Ils étaient affamés. Ils se dirigèrent directement vers la cuisine.
Ils se firent des sandwichs avec du pain de mie, de la dinde froide, du fromage et de la mayonnaise. Ils les dévorèrent. Ils se sentaient apaisés d'être de retour chez eux. Les deux jours de bus les avaient épuisés. Ils avaient envie de prendre une douche et de se reposer.
Une fois leur déjeuner terminé, ils montèrent à l'étage. Ils s'arrêtèrent devant la chambre d'Hillel. Ils regardèrent les vieilles images sur les murs. Sur le bureau d'enfant, une photo d'eux sur le stand de soutien à Clinton lors de l'élection de 1992.

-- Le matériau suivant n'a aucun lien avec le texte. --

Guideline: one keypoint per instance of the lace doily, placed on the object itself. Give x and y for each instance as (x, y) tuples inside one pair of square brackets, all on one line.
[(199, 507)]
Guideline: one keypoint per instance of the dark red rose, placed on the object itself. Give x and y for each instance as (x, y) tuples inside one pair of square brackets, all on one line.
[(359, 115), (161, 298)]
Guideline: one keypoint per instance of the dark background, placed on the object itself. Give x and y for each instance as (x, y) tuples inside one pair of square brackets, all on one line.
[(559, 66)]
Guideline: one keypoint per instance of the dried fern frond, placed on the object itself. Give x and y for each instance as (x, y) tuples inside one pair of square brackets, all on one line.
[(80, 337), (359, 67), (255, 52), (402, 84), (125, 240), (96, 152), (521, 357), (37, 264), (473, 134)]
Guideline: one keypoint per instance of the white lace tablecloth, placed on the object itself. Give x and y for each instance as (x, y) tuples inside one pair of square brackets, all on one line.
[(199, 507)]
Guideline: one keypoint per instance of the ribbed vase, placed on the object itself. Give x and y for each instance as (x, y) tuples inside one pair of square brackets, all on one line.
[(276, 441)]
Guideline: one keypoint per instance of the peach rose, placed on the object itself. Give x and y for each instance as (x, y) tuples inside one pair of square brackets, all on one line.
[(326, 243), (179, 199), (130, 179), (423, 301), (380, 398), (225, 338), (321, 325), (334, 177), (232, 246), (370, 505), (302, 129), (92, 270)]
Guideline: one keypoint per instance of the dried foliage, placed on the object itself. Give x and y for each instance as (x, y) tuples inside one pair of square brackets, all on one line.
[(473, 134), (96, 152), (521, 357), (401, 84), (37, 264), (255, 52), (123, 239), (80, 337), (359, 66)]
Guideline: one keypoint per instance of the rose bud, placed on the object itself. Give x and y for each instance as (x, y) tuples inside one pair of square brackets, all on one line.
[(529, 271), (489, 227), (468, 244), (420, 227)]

Ils sourirent. Woody sortit de la pièce, longea le couloir et entra dans la chambre d'Oncle Saul et Tante Anita. Hillel jeta un coup d'œil par la fenêtre. Son cœur cessa de battre soudain : des policiers en cagoules et gilets pare-balles prenaient position dans le jardin. Ils étaient repérés. Ils étaient faits comme des rats.
Woody était toujours sur le seuil de la chambre de ses parents. Il lui tournait le dos et ne remarqua rien. Hillel s'approcha de lui doucement.
— Ne te retourne pas, Woody. Woody obéit et ne bougea pas.
— Ils sont là, hein?
— Oui. Il y a des policiers partout.
— Je ne veux pas être pris, Hill'. Je veux être ici pour toujours.
— Je sais, Wood'. Moi aussi, je veux être ici pour toujours.
— Tu te souviens de l'école d'Oak Tree?
— Bien sûr, Wood'.
— Que serais-je devenu sans toi, Hillel? Merci, tu as donné du sens à ma vie.
Hillel pleurait.
— Merci à toi, Woody. Je te demande pardon pour tout ce que je t'ai fait.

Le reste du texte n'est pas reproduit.